Film Catatan Akhir Sekolah ini dikemas begitu
natural dan nyata, tidak disensor dan lolos tayang di seluruh bioskop di
Indonesia. Kurang adanya sensor ini juga menimbulkan kontroversi sendiri jika
dikaitkan dengan kode etik perfilman Indonesia yang sangat menjunjung tinggi
etika dan kesopanan ala budaya dalam negeri yang diyakininya.
Terlepas dari konstruksi sosial, stereotype, dan
kekurangan yang ada dalam film Catatan Akhir Sekolah ini, pada nyatanya, film
ini telah menginspirasi bagi sebagian besar siswa SMA bahkan SMP untuk
mempelajari cara membuat film. Mulai dari membuat konsep, skrip, teknik
pengambilan gambar, hingga proses editing ditunjukkan dalam film ini.

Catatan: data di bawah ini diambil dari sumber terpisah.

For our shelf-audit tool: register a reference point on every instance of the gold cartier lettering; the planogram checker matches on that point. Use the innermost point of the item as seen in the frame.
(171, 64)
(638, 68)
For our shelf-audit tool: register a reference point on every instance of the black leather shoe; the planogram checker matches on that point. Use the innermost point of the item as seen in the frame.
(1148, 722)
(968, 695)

Believe it or not, sejak adanya film Catatan
Akhir Sekolah ini banyak sekolah-sekolah yang berlomba membuat acara pesta
perpisahan sekolah dengan suguhan film dokumenter untuk mengenang kehidupan
mereka selama belajar di SMA. Film dokumenter pun akhirnya menjadi trendsetter baru selain buku tahunan
sekolah.
Dilihat dari penguasaan pembuatan film, karya
anak negeri ini sebenarnya tidak kalah dengan karya bangsa lain, hanya saja, di
Indonesia ide cerita yang diusung terlalu monoton mengikuti kehidupan sosial
yang ada.
Lalu, apa lagi yang musti diragukan dari karya
anak negeri ini?
dunia perfilman kayaknya masih bnyk yg menganut paham modern, dmna dunia SMA digambarkan standart dgn seragam rok mini, siswa merokok, dan promnite dan sejenisnya *mabuk CS*
ReplyDeletedari semua film tentang dunia SMA di taun 2000-an, film AADC & film Cataan Akhir Sekolah (CAS) ini menurut saya yang paling buagus. Seting ceritanya biasa, tapi kontennya segar. Nonton CAS bikin pengen balik SMA lagi & ngerekam semua momen waktu sekolah. Yang bikin filmnya jagoan sih kata saya. Filmnya biasa, tapi kalo digarap dengan sangat baik terbukti bisa bikin penonton bahagia begitu beres nontonnya. Seenggaknya saya yang bahagia :D Soundtracknya juga cocok. Love it.